1963 Gillette Cup Final
- The Sussex team pose with the trophy
- Event: 1963 Gillette Cup
| Sussex | Worcestershire |
| 168 | 154 |
| 60.2 | 63.2 |
- Sussex won by 14 runs
- Date: 7 September 1963
- Venue: Lord's, London
- Man of the match: Norman Gifford
- Umpires: Fred Gardner and Frank Lee
- Attendance: 24,000

= 1963 Gillette Cup final =

The 1963 Gillette Cup Final was a cricket match between Sussex County Cricket Club and Worcestershire County Cricket Club played on 7 September 1963 at Lord's in London. It was the first final of the Gillette Cup, which was the first English domestic knock-out competition between first-class teams.

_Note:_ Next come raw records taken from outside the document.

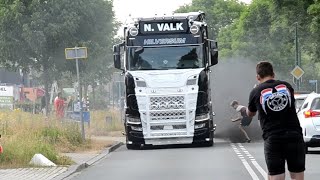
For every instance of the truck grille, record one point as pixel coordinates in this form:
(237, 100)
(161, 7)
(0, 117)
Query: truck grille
(168, 115)
(167, 102)
(174, 127)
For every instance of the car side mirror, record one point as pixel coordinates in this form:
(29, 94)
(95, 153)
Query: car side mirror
(213, 48)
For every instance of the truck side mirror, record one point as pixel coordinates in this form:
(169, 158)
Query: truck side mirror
(213, 47)
(116, 56)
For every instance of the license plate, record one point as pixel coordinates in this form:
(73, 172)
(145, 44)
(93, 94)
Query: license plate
(168, 127)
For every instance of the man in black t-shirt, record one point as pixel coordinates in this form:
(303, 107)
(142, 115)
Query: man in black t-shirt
(282, 134)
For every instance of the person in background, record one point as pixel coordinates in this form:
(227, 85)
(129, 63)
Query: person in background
(242, 117)
(59, 106)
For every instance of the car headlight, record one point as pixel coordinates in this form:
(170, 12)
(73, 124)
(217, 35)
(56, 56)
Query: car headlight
(133, 120)
(192, 80)
(202, 117)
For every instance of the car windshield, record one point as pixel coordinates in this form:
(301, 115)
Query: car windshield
(163, 58)
(299, 103)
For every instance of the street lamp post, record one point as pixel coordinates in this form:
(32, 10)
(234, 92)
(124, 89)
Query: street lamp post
(297, 60)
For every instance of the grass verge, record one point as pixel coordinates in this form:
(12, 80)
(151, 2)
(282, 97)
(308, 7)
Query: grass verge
(25, 134)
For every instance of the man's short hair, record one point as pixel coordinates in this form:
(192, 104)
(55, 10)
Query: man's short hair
(264, 69)
(233, 103)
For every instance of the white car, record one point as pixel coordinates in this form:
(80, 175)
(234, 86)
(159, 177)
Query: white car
(299, 99)
(309, 117)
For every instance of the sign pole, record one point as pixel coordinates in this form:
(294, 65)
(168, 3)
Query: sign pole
(78, 53)
(80, 96)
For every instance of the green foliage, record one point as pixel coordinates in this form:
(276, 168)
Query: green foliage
(35, 33)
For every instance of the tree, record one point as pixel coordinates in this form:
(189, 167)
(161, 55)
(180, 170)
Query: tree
(35, 33)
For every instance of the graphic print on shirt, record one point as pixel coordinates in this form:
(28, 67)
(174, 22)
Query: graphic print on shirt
(276, 101)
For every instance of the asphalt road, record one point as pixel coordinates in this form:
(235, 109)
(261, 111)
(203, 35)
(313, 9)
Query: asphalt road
(223, 161)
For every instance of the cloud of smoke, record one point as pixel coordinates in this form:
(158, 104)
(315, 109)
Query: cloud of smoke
(233, 80)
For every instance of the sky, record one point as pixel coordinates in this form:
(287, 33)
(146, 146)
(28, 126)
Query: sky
(123, 8)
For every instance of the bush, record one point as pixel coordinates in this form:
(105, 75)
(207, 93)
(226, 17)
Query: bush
(27, 134)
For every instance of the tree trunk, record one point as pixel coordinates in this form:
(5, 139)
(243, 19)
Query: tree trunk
(93, 100)
(46, 87)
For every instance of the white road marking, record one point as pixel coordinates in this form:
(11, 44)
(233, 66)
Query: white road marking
(254, 162)
(245, 163)
(250, 170)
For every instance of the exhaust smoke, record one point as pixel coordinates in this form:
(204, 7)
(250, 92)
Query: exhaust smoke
(233, 80)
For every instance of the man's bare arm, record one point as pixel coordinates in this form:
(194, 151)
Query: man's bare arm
(250, 114)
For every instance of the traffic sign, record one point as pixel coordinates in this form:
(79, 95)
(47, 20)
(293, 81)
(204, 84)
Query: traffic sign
(76, 53)
(297, 72)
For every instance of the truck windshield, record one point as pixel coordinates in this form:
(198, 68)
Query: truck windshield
(163, 58)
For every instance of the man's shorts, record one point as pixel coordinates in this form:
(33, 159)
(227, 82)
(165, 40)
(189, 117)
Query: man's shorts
(279, 152)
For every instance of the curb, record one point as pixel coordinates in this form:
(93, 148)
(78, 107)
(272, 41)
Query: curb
(79, 167)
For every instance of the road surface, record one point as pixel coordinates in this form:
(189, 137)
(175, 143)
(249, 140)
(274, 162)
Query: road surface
(223, 161)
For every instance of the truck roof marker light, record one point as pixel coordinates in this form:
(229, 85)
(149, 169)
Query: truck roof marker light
(194, 29)
(133, 31)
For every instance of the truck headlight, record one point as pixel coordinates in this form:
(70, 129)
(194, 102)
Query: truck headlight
(198, 126)
(202, 117)
(133, 120)
(136, 128)
(140, 82)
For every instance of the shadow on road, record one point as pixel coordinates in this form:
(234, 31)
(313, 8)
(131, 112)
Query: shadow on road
(311, 151)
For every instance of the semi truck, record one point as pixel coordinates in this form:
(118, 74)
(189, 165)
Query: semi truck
(166, 63)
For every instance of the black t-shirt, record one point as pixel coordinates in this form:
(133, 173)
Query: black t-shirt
(275, 103)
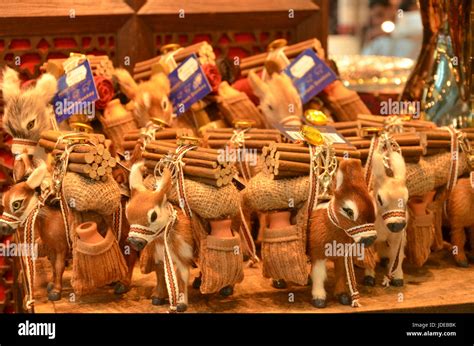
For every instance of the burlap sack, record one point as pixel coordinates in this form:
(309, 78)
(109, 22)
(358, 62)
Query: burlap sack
(265, 194)
(221, 263)
(207, 201)
(420, 234)
(147, 258)
(84, 194)
(283, 255)
(96, 265)
(431, 172)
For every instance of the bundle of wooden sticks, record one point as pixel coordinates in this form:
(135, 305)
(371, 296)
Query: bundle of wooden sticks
(439, 140)
(169, 135)
(204, 165)
(379, 121)
(144, 69)
(412, 145)
(101, 65)
(288, 160)
(90, 158)
(253, 138)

Sussex won the match by fourteen runs.

==Background==
During the 1950s and early 1960s, county cricket clubs were struggling to get good attendances at County Championship matches, and although The World of Cricket described there being "misgivings among the more conservatively minded", the 65-overs-a-side Knockout Cup was played for the first time in 1963. Sussex overcame Kent, Yorkshire and Northamptonshire to reach the final, while Worcestershire beat Surrey, Glamorgan and Lancashire.

==Match==
===Summary===
The final was played in front of a sell-out crowd of 24,000 people at Lord's Cricket Ground in London on 7 September 1963. Sussex won the toss, and their captain Ted Dexter elected to bat first. Jim Parks, Jr. was Sussex' leading run-scorer, with 57 runs, and his team were bowled out for 168, with just under 5 of their allocated 65 overs remaining. In their response, Worcestershire had to contend with drizzle and fading light while they were batting. Dexter made use of the conditions, by selecting his fastest bowler, John Snow, to bowl. Worcestershire struggled to play him, and Snow took three wickets, and only conceded 13 runs across his eight overs. A partnership between Worcestershire's final two batsmen gave them some hope of victory, but despite scoring 21 runs together, they did not manage to overhaul Sussex's total, and Sussex won the match by 14 runs to become the first winners of the Gillette Cup. Worcestershire's Norman Gifford was chosen by adjudicator Frank Woolley as Man of the Match.

==Reaction==
Dexter drew a lot of criticism for his tactics throughout the competition, and particularly in the final. The competition had been devised to attract people to cricket, and was intended to promote more attacking cricket. However, Dexter advocated a very defensive style of play, asking his bowlers to bowl at the stumps, and when Worcestershire had needed to score boundaries, he placed all nine of his fielders on the boundary edge to restrict their chances of doing so. The Daily Mirrors Brian Chapman claimed that Dexter's "tactics could eventually kill a great idea", and The Times echoed the sentiment, saying "the means on the way had, at times, been a perversion of positive cricket."